Brett Tignor and Matt Becker
Water-pipe or hookah smoking is increasing in popularity on many college campuses, including at VCU. That’s according to a recent study by an associate professor in VCU’s Department of Psychology and Institute for Drug and Alcohol Studies.
The study also found that smokers don’t know much about the health impact of hookah smoking.
“Well, that’s the sixty-four thousand dollar question. We don’t know the answer to that, and it’s for that reason that I just got a grant from the National Cancer Institute (NCI) to try and understand the answer to that,” said Dr. Thomas Eissenberg.
Hookah smoking often involves flavored tobacco and water-cooled smoke. The tobacco is heated by charcoal at the head of the smoking device. Smoke is then passed down a pipe into a water base. There, the smoke is cooled and the user inhales the smoke through a mouth piece that is connected to the hookah.
Smoking flavored tobacco is sometimes attractive to people who like smoke but dislike the taste and smell of cigarettes.
“So, there’s the great flavor, the great taste, the ease of smoking, and then there’s a social factor,” said Eissenberg, noting that hookah bars are popular near many college campuses.

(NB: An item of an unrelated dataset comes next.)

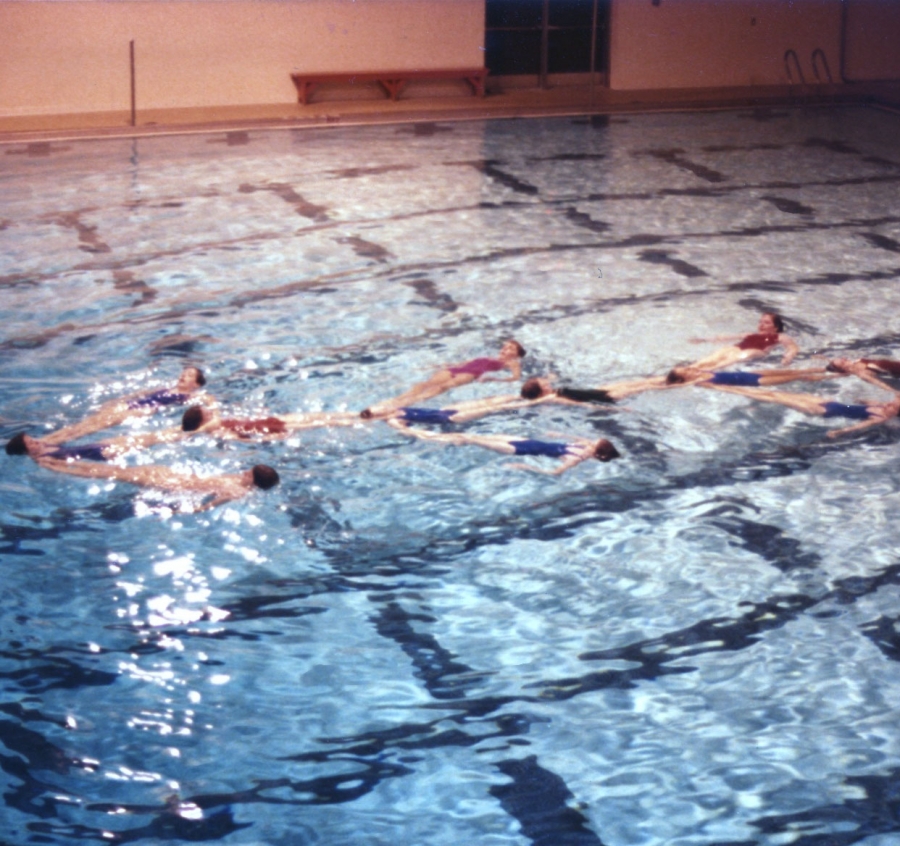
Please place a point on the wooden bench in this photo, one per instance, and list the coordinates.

Eissenberg says smoking through a water-pipe could lead to dependence over time. Previous studies have found water-pipe smoke contains about 1.4 times the amount of nicotine found in cigarettes and that hookah smokers both inhale more smoke at one time than cigarette smokers and their smoking sessions last longer. Cigarettes are typically smoked within a few puffs, but a hookah session can last well over 30 minutes.
Eissenberg, received more than $2.8 million from the NCI to study the contents of water-pipe smoke over the next five years.